The scheme grants special permits to non-EU residents who invest a minimum of €500,000 in Spanish real estate without requiring a mortgage, enabling them to reside and work in the country for a duration of three years.

"Today, 94 out of every 100 such visas are linked to real estate investment...in major cities that are facing a highly stressed market and where it's almost impossible to find decent housing for those who already live, work and pay their taxes there," Sanchez commented.

The prime minister went on to add that the government would begin the process to conclude the programme at the weekly cabinet meeting on Tuesday, after reviewing a report filed by the Housing Ministry, Reuters reports.

According to government figures, from the launch of the golden visa scheme in 2013 until November 2022, Spain granted almost 5,000 permits.

Chinese investors rank first on the list, with Russians following closely, having invested over €3.4 billion, as per a 2023 Transparency International report.

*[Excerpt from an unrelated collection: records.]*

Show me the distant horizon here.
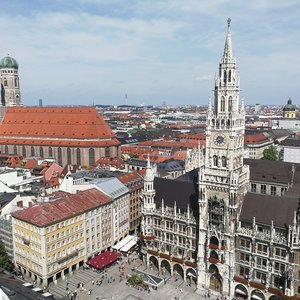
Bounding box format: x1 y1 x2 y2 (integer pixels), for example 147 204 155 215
0 0 300 106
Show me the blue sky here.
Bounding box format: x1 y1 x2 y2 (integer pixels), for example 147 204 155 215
0 0 300 105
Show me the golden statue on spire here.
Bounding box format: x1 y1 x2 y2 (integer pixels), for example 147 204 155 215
227 18 231 30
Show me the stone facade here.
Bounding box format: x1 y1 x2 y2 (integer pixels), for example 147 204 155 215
140 20 300 300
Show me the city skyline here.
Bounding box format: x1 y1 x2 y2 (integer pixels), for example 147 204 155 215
0 0 300 105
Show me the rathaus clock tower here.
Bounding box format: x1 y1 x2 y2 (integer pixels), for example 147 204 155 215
198 19 249 297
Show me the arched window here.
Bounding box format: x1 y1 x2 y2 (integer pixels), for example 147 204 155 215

The findings raised concerns about whether authorities had probed the source of these funds.

However, the move will unlikely impact the property market as under 0.1% of 4.5 million homes sold during that time were bought under the scheme, reports the Idealista property website.

According to Idealista spokesperson, Francisco Inareta, Spain's housing issue was not attributed to the golden visa scheme, but instead to a scarcity of supply and a surge in demand. 

"The measure announced today, which focuses on international buyers rather than encouraging new homes to come onto the market, is yet another misdiagnosis," Inareta stated.

Portugal recently overhauled its golden visa scheme, excluding real estate investment as a means to address its housing crisis. However, foreigners seeking residency rights can still place their funds in investment funds as an alternative.